Die Marburger Politikwissenschaftlerin lebt und arbeitet derzeit in Dresden. Ihr Modekunstprojekt hat Kristina Krömer erst kürzlich ins Leben gerufen. Ihrem Konzept von „Stoffmassaker“ liegt die Idee zugrunde, im Sinne der Performanz, also des sozialen Handelns durch Darstellung, an einer Veränderung der normativen Wahrnehmung und Zuordnung von Menschen in und durch Mode mitwirken zu können.

Ausgangs- und Angriffspunkt sind die in Mode enthaltenen Trennungen: Die Trennung zwischen den Geschlechtern und ihre Einteilung in männlich und weiblich. Die in Mode zum Ausdruck kommende Unterscheidung zwischen dem gesellschaftlichen Oben und dem gesellschaftlich Unten.

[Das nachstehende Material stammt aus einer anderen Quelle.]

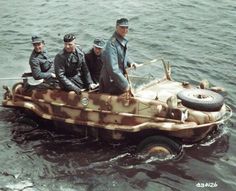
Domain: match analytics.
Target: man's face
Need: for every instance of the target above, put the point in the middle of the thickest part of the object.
(97, 50)
(70, 46)
(38, 47)
(122, 31)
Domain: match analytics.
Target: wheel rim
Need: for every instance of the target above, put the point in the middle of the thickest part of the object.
(158, 150)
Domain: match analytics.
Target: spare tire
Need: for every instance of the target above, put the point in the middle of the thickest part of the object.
(201, 99)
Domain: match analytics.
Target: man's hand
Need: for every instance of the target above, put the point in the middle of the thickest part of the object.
(134, 65)
(93, 86)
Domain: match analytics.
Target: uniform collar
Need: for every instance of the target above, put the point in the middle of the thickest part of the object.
(121, 40)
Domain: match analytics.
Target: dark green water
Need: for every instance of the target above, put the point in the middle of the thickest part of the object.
(196, 37)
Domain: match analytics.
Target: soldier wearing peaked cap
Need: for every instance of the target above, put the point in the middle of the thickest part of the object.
(113, 78)
(71, 69)
(40, 63)
(93, 59)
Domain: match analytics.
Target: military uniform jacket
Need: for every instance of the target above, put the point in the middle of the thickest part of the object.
(115, 62)
(72, 71)
(41, 65)
(94, 64)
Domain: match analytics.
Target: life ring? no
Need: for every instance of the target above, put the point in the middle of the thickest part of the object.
(201, 99)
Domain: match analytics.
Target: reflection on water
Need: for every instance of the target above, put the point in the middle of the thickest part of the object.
(196, 37)
(62, 160)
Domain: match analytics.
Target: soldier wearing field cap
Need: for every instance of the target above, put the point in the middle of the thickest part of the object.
(71, 69)
(113, 78)
(93, 59)
(40, 63)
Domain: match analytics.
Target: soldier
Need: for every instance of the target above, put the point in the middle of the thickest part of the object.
(93, 59)
(71, 69)
(40, 63)
(113, 78)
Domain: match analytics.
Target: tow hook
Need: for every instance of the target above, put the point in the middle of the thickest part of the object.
(7, 94)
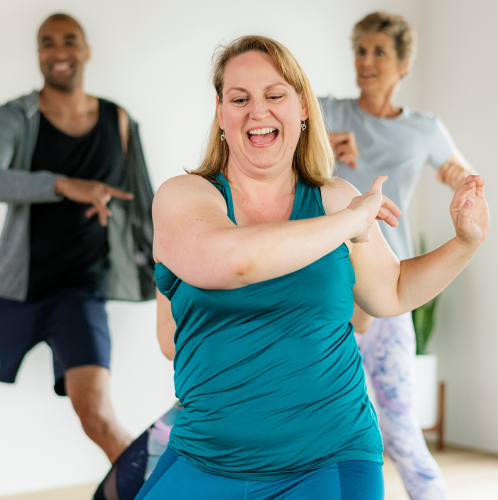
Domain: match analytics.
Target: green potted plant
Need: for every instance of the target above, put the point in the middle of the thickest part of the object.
(425, 364)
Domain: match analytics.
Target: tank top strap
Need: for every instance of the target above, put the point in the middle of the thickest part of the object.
(225, 190)
(108, 114)
(308, 202)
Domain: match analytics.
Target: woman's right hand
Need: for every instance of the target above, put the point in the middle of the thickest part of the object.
(371, 206)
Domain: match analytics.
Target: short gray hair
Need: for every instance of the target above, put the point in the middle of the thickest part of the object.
(394, 25)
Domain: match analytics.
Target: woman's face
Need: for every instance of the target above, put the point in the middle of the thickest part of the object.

Der konstruierte Unterschied zwischen dem Schönen und dem Hässlichen. Die über Mode visualisierten kulturellen und politischen Grenzen zwischen dem Wir und den Anderen.

Das Stoffmassaker mischt die Karten der in Mode enthaltenen Zeichen und setzt sie neu zusammen. Kleidung, die zum Beispiel einer konkreten sozialen Strata zugeordnet wird – wie der Blaumann, der mit dreckiger und schwerer Arbeit assoziiert wird und das klassische Kleidungsstück des Proletariats darstellt – wird mit anderen modischen Elementen kombiniert, beispielsweise mit feinen, teuren Stoffen, die in einer anderen gesellschaftlichen Schicht zu verorten sind. Aus diesem Transformationsprozess gehen dekontextualisierte Kleidungsstücke hervor, die sich jenseits des Systems gesellschaftlicher Klassen bewegen.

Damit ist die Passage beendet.